The microfluidic electrochemical cell features a fluorinated ethylene propylene film sandwiched between two glassy carbon electrodes. The electrodes are 25 µm apart, creating a microfluidic channel for the reagents to pass through (Science 2020, DOI: 10.1126/science.aba3823). This slim space is critical, the researchers say, because persistent radicals generated at one electrode don’t have far to travel to meet up with transient radicals generated at the other electrode. If the space were larger, the radicals would decompose before they could couple.
Song Lin, an organic electrochemistry expert at Cornell University, says that using a microfluidic device is a “clever and elegant way” to get around mass transport problems that have made it tough to do electrochemistry with radicals. “This innovation will no doubt further improve the application of electrochemistry in organic synthesis,” he says.

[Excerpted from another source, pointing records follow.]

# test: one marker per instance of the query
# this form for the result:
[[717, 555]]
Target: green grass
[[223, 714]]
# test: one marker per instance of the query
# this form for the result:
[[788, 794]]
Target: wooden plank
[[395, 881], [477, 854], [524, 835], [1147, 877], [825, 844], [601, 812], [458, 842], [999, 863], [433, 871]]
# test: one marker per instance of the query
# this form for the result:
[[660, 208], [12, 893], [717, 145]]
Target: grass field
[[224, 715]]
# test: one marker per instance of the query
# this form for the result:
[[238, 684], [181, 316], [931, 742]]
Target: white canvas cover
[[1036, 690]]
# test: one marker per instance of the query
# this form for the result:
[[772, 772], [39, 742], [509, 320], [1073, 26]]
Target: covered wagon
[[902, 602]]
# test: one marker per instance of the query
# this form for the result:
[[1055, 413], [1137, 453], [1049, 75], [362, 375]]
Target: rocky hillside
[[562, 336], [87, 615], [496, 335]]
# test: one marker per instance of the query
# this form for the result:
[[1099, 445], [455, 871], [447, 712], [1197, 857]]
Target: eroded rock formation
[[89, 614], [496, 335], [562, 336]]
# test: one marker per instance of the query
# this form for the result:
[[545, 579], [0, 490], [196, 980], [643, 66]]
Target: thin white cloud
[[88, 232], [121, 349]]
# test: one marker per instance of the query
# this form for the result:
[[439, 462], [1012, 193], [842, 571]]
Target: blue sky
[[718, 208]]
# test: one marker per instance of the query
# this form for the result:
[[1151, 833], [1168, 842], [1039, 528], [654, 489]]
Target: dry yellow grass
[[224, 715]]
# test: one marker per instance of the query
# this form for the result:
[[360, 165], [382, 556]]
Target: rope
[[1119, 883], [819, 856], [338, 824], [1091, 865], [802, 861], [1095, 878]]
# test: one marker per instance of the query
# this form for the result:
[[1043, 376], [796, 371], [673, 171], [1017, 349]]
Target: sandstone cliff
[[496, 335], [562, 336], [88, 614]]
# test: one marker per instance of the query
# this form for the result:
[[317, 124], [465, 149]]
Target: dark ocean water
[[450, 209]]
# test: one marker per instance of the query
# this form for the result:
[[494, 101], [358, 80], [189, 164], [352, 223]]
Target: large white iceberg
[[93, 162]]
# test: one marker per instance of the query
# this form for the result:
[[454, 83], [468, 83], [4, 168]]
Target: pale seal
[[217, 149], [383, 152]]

Using glassy carbon for the electrode materials was key, says Yiming Mo, a postdoc in Jensen’s lab who designed and built the cell. “If we use conventional electrode materials, like metals, it’s very hard to get a smooth surface. When you get the electrodes so close, they can easily touch each other and short-circuit the cell,” he says. “But the glassy carbon is extremely smooth and flat.”
As a demonstration of the platform’s synthetic capabilities, the MIT team made more than a gram of the liquid crystal compound 5CB using multiple cells stacked together (reaction shown).
There are no plans to sell the microfluidic electrochemical cells, but Mo says that it’s possible to build one using the instructions in the report’s supporting information. “We hope that people will pick it up and use it and maybe we can get some inspiration for what else you can do,” Jensen says.